The company, Dynamic Frontier Holdings, is run and possibly owned by Konstantin Sokolov, a Russian-born businessman from Chicago appointed by the U.S. State Department recently as chairman of a $200 million fund tasked with facilitating the creation of a U.S.-run transit corridor passing through Armenia.
The Teghut enterprise has mined copper and molybdenum in a deposit of the same name located in Armenia’s northern Lori province for more than a decade. The Armenian subsidiary of Russia’s VTB took over it in 2019 after its first owner’s failure to repay a $400 million loan.
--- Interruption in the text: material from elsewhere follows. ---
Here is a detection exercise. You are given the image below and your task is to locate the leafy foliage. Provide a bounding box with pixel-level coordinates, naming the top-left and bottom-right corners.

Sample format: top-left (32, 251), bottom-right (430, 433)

VTB finally managed to get rid of the asset last week when Armenia’s state anti-trust regulator allowed Teghut’s sale to an obscure Armenian company, Kuprar RA. Its founder, Sergei Virabian, said afterwards that he sold the company to another “entrepreneur” this month but refused to name him or her.
An Armenian state registry revealed this week that Kuprar is now owned by Dynamic Frontier Holdings. The latter was incorporated in the U.S. state of Texas last year. Documents obtained by RFE/RL’s Armenian Service from the Texas tax registry identify Sokolov as its “manager.”
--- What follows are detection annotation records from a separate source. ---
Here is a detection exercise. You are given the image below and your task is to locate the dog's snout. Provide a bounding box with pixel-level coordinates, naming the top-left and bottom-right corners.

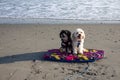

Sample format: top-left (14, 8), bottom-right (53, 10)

top-left (78, 34), bottom-right (81, 38)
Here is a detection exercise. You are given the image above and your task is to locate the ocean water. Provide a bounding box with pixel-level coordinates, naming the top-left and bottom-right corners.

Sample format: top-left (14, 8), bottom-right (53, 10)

top-left (0, 0), bottom-right (120, 20)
Born and raised in Russia, the 52-year-old Sokolov is a private equity investor with wide-ranging business interests in and outside the United States. In 2024, he and another foreign investor purchased one of Armenia’s three mobile phone operators from Russia’s MTS telecom giant.
Sokolov is one of 36 private donors who have reportedly contributed to U.S. President Donald Trump’s White House ballroom project. He has also donated more than $12 million to Republican Party campaigns and political groups during Trump’s second term.
Teghut was Armenia’s 22nd largest corporate taxpayer last year, with almost 14.4 billion drams ($39 million) in various taxes contributed to the state budget. The company employed more than 1,100 people as of 2022. Dynamic Frontier may have deliberately avoided buying it directly from VTB. The bank was one of the first Russian entities sanctioned by the European Union and the United States following Russia’s 2022 invasion of Ukraine.